Cucurbitaceae (follow the link to learn how to pronounce this and many other new or difficult words) are a family of more than 900 plants in about 95 genera. Follow this link to learn more about plant families.
The most important among the cucurbitaceae are;
Cucurbita – summer and winter squash, pumpkin and some gourds. These are prime edibility with high fiber and rich in vitamins.
Citrullus – watermelons and others.
Cucumis – cucumbers and some melons.
Lagenaria – mostly inedible gourds that are dried and used to make utensils.
Luffa – (sometimes spelled loofah) a gourd that is also dried and used as a sponge.
Go here to learn more about the differences.
When planning to grow pumpkins or gourds it is important to leave plenty of space around where you plant them as they have large leaves and extensive vines. All winter squash are good for storage in a root cellar for up to 6 months. Gourds seem to last forever after drying and especially if you take the time to preserve with a coating of varnish.
Pumpkin Ice Cream – The linked recipe is a traditional cooked ice cream base with egg yolks. I would change this recipe and omit the milk and go with a full amount of cream. You can also skip the rum if you want to or substitute whiskey or Irish Cream Liquor instead.
Here’s a recipe for quick and easy pumpkin soup .
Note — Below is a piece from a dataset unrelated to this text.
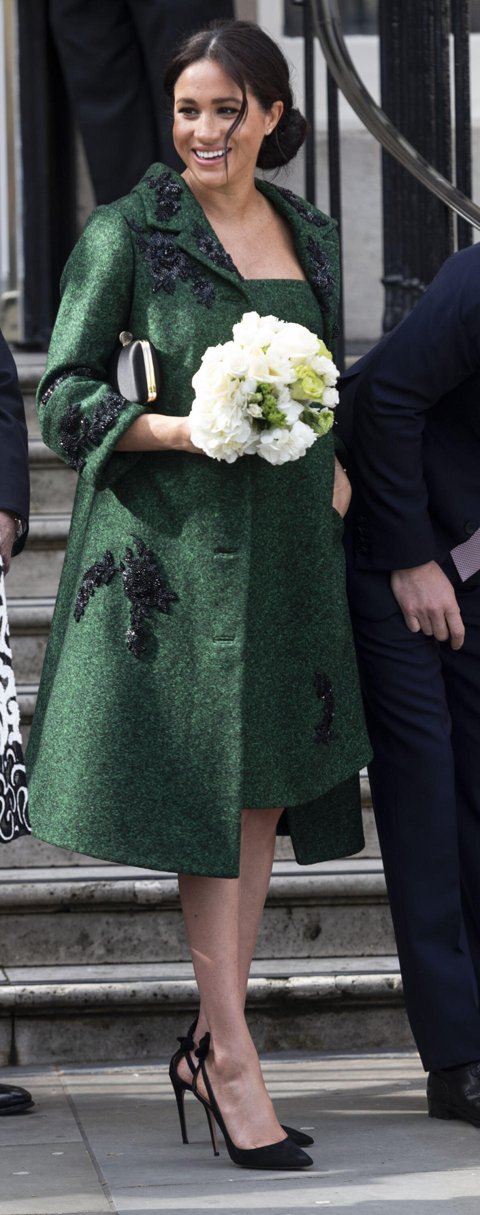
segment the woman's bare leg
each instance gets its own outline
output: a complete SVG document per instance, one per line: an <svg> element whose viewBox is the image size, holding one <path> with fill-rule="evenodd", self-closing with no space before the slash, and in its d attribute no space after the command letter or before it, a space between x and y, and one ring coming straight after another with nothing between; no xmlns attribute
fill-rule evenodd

Spaghetti squash is terrific when made with layers of spice and ricotta cheese then baked. Oven-roast winter squash (butternut and acorn squash work well for this) with maple syrup, butter, cinnamon and black pepper is an absolute favorite of mine especially in the cold months of winter. You can also try making a squash puree with all the same seasonings just finish by adding a touch of cream and blend to the consistency of baby food. Pureed pumpkin or squash can be combined with mashed potatoes for a change from the ordinary.
Marinated summer squash with Mediterranean herb seasoning, lemon juice and olive oil. Go to this blog post to learn how to make this delicious veggie and serve warm with roast meats or with goat cheese. In summertime chill the zucchini after roasting and serve with salad or as an antipasti with a selection of olives and pickled peppers.
Go back to this post to learn about ratatouille and great dish for this time of year when there is such an abundance of squash…and this post for more info and recipes using winter or summer squash.
Versatile and abundant cucurbitaceae at the season’s end lead to countless ways of preparing and preserving these foods.